00:37Comment est-elle perçue, notamment par les jeunes ?
00:40On va en parler avec notre invitée Delphine Girard,
00:42professeure de collège dans le Val-de-Marne, auteur de
00:45Madame, vous n'avez pas le droit de défendre la laïcité
00:48après le choc Samuel Paty.
00:50Delphine Girard, bonsoir.
00:52Merci beaucoup d'être avec nous sur France 24.
00:54Merci, merci.
00:55Juste après la mort de Samuel Paty, vous avez créé aussi le collectif
00:58Vigilance Collège-Lycée.
01:00Cet assassinat, il y a cinq ans, ça a été un électrochoc pour vous,
01:03mais aussi pour toute la profession ?
01:06Ça a été, il faut le dire, un électrochoc pour la France entière
01:09et particulièrement pour les enseignants.
01:11Mais la vérité m'oblige à vous dire que l'émoi qui nous a bouleversés
01:16n'a pas franchement été à la hauteur de l'émoi national qu'on aurait voulu,
01:21ou en tout cas du soutien national qu'on aurait voulu voir derrière les enseignants laïcs.

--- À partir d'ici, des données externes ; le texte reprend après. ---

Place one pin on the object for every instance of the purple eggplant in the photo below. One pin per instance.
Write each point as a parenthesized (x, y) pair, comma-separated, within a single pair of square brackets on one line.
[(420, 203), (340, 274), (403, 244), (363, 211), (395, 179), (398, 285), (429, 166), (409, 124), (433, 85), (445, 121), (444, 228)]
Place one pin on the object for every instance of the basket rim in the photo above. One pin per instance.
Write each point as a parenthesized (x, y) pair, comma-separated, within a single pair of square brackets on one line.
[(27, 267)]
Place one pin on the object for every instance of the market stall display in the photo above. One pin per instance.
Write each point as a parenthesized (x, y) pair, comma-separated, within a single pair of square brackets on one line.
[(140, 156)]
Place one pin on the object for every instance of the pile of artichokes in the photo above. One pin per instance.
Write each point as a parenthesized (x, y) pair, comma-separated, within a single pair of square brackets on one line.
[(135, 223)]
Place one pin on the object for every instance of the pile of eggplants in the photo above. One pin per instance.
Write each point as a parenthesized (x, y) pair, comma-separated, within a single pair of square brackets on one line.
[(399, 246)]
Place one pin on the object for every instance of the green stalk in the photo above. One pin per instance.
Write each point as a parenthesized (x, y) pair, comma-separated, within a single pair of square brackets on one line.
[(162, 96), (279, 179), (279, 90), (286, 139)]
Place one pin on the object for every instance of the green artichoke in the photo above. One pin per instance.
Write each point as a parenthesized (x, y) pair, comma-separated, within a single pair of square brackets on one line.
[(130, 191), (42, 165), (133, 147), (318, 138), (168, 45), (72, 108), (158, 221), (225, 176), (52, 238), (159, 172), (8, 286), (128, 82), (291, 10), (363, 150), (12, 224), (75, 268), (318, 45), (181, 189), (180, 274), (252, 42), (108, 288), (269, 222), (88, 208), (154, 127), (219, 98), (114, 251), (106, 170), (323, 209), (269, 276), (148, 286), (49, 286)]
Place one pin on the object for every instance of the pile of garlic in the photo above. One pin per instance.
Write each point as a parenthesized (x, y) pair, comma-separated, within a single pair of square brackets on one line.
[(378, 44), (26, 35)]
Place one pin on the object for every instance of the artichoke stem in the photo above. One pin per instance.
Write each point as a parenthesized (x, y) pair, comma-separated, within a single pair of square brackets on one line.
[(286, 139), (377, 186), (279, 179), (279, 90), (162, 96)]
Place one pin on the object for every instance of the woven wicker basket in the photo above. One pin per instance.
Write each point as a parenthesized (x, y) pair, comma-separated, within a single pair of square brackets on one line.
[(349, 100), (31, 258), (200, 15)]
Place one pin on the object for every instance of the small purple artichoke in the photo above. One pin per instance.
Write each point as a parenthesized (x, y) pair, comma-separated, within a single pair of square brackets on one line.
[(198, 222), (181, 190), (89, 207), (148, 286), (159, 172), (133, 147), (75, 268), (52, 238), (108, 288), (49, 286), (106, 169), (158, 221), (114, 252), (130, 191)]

01:25Et je trouve que la façon dont notre profession a profondément été bouleversée
01:32depuis cet assassinat, en particulier quand on est attaché à notre rôle de transmetteur
01:37des valeurs de la République, n'est pas franchement à la hauteur du soutien
01:43et de l'ambition politique qu'on aurait pu attendre après cet événement.
01:49Aujourd'hui, vous vous sentez démunie, seule, vous les professeurs.
01:55Il y a des choses que vous n'osez pas dire en classe.
01:58Le titre de votre livre, c'est « Madame, vous n'avez pas le droit ».
02:01Est-ce que vous avez déjà entendu ça, par exemple, dans votre classe ?
02:04Alors, c'est une phrase qu'on est tous amenés à entendre lorsqu'on fait son travail,
02:10c'est-à-dire lorsqu'on a à cœur de transmettre les valeurs de la République,
02:15de la laïcité en classe, parce que c'est une phrase qui est devenue, si vous voulez,
02:20elle n'est pas forcément récurrente, mais elle est assez fréquente
02:23pour être symptomatique d'une certaine façon dont la jeunesse perçoit l'enseignant.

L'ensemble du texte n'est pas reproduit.